We were broodkin once, but we do our best to forget it. The larval stages post-hatching are quite disgusting. Before we develop our limbs we are nothing but sharp slithering things consuming everything in our path - including members of other broods if they stray too close. Broodkin are creatures only a brood matriarch could have any measure of affection for.
In addition to being nasty to look at and to encounter, brood sites lay waste to the surrounding terrain. Every bit of nutrition is harvested by the larval creatures. We have left more planets than I care to number nothing more than dead rocks by using them as brood sites. If Sythkin command discovers that Earth is empty, what little is left of it will soon be covered by laying matriarchs and their creeping larvae.
“I don’t think it’s human,” Tarkan says yet again. He seems to think any place that doesn’t have a television in it can’t possibly be human. That was true for a period, I suppose.
“Look, there are tools here,” I point out. “There’s a fire pit. For cooking.”
“Could still be an ape or monkey. It’s been a while. Maybe they worked it out.”
“Some apes make tools, but only humans re-use tools. Humans have the developed pre-frontal cortex to be able to vi
sualize a future where they will need them again. Lesser primates don’t have the same ability to throw their minds into potential futures.”
Tarkan shrugs. He remains unconvinced because his senses are dulled by the suit. He can’t smell properly wearing it. He can’t feel the world around him. Tarkan is a very sensually oriented Scythkin. He doesn’t think. He collects environmental data and then he acts. Usually violently. That means that observing an environment and drawing conclusions is not his strong suit.
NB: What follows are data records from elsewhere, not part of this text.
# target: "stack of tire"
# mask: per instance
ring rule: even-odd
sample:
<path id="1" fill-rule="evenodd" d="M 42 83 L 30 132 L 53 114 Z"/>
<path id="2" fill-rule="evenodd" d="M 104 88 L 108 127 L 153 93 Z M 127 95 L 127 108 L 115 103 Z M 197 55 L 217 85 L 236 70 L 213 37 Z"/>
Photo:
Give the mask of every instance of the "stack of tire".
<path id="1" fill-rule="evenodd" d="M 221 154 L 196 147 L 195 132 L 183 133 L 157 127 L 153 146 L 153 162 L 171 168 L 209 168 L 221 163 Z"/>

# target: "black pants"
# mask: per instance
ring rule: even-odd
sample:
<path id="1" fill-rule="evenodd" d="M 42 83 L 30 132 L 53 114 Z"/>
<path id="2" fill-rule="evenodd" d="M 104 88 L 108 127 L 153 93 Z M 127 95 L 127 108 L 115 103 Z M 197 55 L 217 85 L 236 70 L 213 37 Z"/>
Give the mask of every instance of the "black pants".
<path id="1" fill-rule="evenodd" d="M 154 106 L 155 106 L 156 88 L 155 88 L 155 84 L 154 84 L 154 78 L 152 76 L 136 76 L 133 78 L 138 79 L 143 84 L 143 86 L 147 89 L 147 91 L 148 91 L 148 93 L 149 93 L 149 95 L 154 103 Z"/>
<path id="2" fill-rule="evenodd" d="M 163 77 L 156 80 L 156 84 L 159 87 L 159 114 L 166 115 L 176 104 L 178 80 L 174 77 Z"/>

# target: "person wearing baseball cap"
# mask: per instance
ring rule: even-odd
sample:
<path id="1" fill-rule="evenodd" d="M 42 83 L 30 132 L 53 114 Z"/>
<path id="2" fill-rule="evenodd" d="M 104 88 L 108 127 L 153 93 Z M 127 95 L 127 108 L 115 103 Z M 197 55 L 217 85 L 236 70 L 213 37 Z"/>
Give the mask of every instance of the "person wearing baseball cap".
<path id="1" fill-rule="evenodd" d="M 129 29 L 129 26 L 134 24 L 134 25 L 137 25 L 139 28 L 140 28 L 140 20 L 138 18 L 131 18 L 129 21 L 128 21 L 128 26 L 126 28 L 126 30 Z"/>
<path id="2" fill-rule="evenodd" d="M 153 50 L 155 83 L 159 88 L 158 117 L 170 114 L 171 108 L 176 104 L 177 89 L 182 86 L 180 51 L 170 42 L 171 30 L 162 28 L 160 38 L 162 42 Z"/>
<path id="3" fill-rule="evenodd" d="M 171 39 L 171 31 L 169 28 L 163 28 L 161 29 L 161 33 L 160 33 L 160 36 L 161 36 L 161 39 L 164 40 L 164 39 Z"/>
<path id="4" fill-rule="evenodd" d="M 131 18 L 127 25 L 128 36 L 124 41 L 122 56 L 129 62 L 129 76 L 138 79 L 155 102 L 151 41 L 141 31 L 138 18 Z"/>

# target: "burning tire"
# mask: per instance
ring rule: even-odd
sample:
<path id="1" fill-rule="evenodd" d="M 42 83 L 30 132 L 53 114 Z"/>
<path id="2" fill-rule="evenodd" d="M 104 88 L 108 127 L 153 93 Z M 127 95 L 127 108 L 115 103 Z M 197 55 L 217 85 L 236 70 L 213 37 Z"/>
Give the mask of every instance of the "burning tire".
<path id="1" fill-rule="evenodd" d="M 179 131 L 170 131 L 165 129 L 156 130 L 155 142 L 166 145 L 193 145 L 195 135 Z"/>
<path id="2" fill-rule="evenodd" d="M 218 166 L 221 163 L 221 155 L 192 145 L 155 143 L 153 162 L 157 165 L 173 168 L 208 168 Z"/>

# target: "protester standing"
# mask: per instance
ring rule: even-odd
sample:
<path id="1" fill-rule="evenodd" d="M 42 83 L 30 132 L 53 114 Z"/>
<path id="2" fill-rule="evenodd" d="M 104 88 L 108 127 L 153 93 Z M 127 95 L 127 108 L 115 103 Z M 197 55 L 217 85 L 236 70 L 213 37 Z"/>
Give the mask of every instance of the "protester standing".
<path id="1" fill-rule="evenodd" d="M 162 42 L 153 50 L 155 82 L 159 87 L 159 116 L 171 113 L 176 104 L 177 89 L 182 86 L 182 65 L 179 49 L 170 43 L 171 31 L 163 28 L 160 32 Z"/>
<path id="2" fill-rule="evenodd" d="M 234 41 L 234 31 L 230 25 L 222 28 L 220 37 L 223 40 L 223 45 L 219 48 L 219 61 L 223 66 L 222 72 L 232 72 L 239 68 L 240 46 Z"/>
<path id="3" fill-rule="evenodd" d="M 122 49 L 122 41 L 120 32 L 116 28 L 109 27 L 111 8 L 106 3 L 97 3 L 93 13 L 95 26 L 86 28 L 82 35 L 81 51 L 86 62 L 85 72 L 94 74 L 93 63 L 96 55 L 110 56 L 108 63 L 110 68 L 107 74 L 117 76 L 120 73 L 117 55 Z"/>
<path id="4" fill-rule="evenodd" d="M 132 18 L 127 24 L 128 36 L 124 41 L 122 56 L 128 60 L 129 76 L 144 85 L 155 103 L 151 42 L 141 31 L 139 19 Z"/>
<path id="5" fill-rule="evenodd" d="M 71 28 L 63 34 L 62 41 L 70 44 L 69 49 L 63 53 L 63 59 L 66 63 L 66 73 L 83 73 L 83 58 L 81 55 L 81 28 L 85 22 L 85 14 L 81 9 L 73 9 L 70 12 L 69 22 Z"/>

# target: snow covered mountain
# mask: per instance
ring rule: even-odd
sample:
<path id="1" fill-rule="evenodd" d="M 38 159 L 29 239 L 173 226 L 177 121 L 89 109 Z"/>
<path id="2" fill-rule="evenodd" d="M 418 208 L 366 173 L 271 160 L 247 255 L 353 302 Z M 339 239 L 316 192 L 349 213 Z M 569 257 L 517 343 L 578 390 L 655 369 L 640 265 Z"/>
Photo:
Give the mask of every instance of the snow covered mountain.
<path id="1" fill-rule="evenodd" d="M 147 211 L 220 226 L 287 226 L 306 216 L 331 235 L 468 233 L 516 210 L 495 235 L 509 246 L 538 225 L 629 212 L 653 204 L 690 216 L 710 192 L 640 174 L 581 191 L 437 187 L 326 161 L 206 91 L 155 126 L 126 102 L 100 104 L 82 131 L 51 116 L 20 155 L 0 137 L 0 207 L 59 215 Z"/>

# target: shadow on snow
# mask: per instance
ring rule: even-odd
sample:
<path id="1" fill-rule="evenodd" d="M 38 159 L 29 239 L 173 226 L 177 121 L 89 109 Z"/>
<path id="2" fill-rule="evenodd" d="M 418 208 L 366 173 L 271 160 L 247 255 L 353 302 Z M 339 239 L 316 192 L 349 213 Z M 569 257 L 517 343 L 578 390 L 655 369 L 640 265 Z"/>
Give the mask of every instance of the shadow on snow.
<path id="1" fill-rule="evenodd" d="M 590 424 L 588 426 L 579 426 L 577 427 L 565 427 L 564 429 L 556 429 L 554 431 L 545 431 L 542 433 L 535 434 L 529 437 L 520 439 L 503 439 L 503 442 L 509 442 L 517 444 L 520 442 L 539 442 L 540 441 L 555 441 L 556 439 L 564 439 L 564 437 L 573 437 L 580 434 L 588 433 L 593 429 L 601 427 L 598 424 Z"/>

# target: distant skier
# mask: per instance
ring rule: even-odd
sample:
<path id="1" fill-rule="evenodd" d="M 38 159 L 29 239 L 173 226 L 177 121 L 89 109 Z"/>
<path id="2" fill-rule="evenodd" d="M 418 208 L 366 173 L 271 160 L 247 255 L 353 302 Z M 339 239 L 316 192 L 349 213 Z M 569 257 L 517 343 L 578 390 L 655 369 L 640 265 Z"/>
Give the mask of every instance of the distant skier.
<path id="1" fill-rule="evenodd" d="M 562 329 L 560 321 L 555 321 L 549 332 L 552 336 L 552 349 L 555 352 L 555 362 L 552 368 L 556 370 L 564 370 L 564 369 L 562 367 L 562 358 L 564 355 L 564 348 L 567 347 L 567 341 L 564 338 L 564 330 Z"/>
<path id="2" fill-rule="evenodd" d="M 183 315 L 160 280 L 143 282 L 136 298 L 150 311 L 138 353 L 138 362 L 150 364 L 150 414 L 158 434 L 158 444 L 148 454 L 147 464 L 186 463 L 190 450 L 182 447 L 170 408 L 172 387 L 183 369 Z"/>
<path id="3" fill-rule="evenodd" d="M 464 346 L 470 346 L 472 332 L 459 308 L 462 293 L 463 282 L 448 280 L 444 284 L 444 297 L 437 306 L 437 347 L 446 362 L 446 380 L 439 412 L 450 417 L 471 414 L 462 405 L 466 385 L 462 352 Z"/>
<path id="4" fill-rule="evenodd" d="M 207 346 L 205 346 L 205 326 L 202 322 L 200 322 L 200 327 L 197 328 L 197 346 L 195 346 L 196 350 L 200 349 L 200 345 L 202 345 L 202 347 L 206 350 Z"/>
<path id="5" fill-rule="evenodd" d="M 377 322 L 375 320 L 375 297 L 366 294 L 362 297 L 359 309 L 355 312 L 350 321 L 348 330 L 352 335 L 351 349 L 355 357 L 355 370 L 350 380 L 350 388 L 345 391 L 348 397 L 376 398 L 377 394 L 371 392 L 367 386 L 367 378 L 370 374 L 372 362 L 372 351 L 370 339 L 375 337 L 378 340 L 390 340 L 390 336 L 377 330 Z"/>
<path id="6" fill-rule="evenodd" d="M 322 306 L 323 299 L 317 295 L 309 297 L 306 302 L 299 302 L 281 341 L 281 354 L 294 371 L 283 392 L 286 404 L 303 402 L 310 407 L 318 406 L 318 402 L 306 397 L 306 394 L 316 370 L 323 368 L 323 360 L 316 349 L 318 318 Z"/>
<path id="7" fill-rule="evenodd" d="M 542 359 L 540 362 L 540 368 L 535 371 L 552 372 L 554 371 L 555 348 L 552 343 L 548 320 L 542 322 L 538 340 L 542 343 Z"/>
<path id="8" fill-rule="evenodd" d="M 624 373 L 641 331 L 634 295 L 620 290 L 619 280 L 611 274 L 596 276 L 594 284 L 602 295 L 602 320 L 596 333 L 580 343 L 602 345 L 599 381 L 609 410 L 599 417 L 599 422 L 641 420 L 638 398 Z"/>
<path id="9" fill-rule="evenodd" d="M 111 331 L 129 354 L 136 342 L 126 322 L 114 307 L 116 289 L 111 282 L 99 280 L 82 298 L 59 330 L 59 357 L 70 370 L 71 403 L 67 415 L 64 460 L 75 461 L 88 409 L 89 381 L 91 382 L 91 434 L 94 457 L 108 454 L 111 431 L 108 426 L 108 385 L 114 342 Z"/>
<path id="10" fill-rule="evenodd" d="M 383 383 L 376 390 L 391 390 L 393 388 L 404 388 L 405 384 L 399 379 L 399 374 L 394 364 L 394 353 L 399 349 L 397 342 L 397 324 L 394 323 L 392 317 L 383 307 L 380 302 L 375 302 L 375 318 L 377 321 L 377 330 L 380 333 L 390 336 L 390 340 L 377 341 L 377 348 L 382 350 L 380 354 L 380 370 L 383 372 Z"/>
I’ve insisted we keep wearing the suits even though the planet does seem to be more or less completely empty. If we do find humans, we don’t want to scare them to death.
“It is a human, and it has cooked recently. There’s grease and fur on the griddle,” I point out.
He bends down and tries to sniff. When that doesn’t work, he pulls a piece of blackened fur from the metal and puts it in his mouth.
“Rodent fur,” he snorts. “You’re going to tell me a human is eating rats? They used to have such incredible cuisine, do you remember? Endless combinations of various ingredients. We would eat and mate and eat and mate again. Remember, Thragnar split his human suit entirely once because he’d gorged himself on Tiramisu.”
“Yes!” I laugh. “We had to purge that entire restaurant of humans, the ones who survived the shock of seeing what he was, anyway.”
“Huge mistake. Should have taken them with us. Wish we had. We would have had a stable of humans to breed from,” Tarkan says.
“Against regulations to do that.”
“Do we really care about regulations? Look at this place. If we’d broken the rules once or twice, we might have been able to stop them from getting to this point. Best sex in the universe, and we’re here in the rodent infested dirt hoping to find a single female, which isn’t likely. We’re probably going to find useless males.”